Prof. Robert Dick and Ekdeep Singh Lubana at the University of Michigan have developed a more efficient technique for machine vision by modeling it on human vision. By simply manipulating a camera’s firmware, the technique cuts energy consumption by 80% and has almost no impact upon accuracy when used for practical vision applications, like license plate recognition and facial recognition. Called “Digital Foveation,” it’s also faster than conventional methods.

“It’ll make new things and things that were infeasible before, practical,” Dick said. “Instead of having to change a battery once a week, for example, it’ll work for five weeks.”

Whether helping inspect and sort products or determining whether the object in front of a driverless car is a pedestrian or a paper bag, machine vision plays a critical role in our increasingly automated life. It has had a tremendous impact on security, healthcare, banking, transportation, and industry, and its applications are expected to have a market value of $15.46 billion by 2022.

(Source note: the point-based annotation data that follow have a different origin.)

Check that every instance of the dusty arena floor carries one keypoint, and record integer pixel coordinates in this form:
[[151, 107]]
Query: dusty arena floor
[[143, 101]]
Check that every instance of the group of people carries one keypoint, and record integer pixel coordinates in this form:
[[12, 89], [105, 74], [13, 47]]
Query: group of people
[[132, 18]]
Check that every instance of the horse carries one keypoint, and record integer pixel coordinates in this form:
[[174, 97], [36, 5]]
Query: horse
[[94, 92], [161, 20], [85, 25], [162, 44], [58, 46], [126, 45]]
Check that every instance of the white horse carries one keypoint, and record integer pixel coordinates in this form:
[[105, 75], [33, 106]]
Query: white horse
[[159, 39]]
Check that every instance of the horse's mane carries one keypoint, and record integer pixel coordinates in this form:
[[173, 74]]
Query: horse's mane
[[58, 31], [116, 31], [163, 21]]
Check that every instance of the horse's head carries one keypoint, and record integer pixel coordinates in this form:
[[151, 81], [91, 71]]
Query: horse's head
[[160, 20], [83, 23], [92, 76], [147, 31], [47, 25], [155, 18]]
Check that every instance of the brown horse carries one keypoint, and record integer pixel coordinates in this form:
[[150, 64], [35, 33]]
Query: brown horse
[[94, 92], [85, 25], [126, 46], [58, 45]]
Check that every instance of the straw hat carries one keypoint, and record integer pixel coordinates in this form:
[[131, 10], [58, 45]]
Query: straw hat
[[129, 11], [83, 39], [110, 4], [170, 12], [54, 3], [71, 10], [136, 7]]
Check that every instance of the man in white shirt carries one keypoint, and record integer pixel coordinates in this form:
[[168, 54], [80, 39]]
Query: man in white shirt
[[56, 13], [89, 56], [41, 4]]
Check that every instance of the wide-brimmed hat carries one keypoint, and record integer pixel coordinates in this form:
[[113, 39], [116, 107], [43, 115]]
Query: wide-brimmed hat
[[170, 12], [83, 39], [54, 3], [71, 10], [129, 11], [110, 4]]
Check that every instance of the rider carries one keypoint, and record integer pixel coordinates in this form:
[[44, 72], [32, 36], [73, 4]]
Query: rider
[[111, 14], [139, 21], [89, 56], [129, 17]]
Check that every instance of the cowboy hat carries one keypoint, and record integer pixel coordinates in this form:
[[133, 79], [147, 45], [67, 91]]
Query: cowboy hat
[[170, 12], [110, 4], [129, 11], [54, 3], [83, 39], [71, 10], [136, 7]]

It'll make new things and things that were infeasible before, practical.

Prof. Robert Dick

However, today’s machine vision is limited. Due to the power and computational demands of machine vision algorithms, even the simple task of recognizing license plates can be demanding for a computer.

Currently, when computers visually analyze a scene, they use a camera to capture a uniform, high-resolution image, and then they transfer the data over to an application’s processor. The processor runs image classification algorithms, and it costs a lot of energy and time to transfer and process all the data.

Humans, however, gather and process visual information in a far more efficient manner. Human retinas have only a small area supporting high-resolution vision, which is a central, dense sensing region called the “fovea.” By looking around, humans are able to see different parts of their surroundings at different resolutions, capturing the most important areas at high resolution while using low-resolution capture for less-important details. This information is then pieced together to draw inferences about the scene.

Ekdeep Singh Lubana Enlarge
Ekdeep Singh Lubana evaluating the energy consumption, performance, and accuracy implications of Digital Foveation.

Dick’s team modified a computer camera so it would mimic humans by only capturing high-resolution information within a certain bounding box. Those data are sent to an application processor, which uses a machine learning algorithm to assess the information. If it needs more information, it tells the camera where to look next to gather more detail.

While previous researchers have tried to model machine vision on biological organisms, their methods required cumbersome and often unreliable systems. For example, researchers have used variable-resolution camera lenses and gimbals to mechanically turn the camera. Dick and Lubana accomplish the same goal by manipulating the camera’s firmware and the machine learning algorithms, making their technique – called “Digital Foveation” after the fovea that inspired the technique – much easier to use in practice.

Dick and Lubana tested the technique on license plate recognition because it’s straightforward to compare with prior techniques. According to the researchers, the application accounts for 100-billion image captures per year. Future work will expand the technique to other applications, including video.

The research was published as “Digital Foveation: an Energy-Aware Machine Vision Framework” by Dick and Lubana and presented at the 2018 International Conference on Hardware/Software Codesign and System Synthesis. Their follow-up work on capturing only the data needed for machine vision task accuracy is scheduled to appear at the 2019 Data Compression Conference.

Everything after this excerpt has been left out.